Authors: Kristine Kathryn Rusch
|Diving Universe |
|Kristine Kathryn Rusch|
Mae, chief linguist on the Ivoire, heads a diplomatic mission to Ukhanda. Her handling of relations with the Quurzod lead to a battle that causes the Ivoire’s anacapa drive to malfunction, stranding the ship in foldspace. Mae can’t remember what she did wrong on the mission: all she knows is that she’s one of the few survivors. If she doesn’t recall it, she won’t be able to prevent another disaster when the Ivoire escapes foldspace. If the Ivoire escapes foldspace. Because what no one talks about—and everyone fears—is that the Ivoire is becalmed…forever. One of the untold stories in Kristine Kathryn Rusch’s award-winning “Diving” universe, “Becalmed” stands alone—yet answers questions long-time readers might have about the history of the Fleet.

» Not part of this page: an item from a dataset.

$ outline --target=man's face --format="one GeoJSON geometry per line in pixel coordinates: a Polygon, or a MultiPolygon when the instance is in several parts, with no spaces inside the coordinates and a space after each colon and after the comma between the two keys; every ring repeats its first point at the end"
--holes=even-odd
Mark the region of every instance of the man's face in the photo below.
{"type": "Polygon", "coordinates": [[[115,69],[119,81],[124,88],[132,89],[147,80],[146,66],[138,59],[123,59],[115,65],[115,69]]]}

International bestselling writer Kristine Kathryn Rusch has won two Hugo awards, a World Fantasy Award, and six Asimov’s Readers Choice Awards. Her latest novels are Anniversary Day from WMG Publishing and Boneyards from Pyr. For more information about her work, please go to kristinekathrynrusch.com. For more information about the Diving universe, to which this story belongs, go to divingintothewreck.com.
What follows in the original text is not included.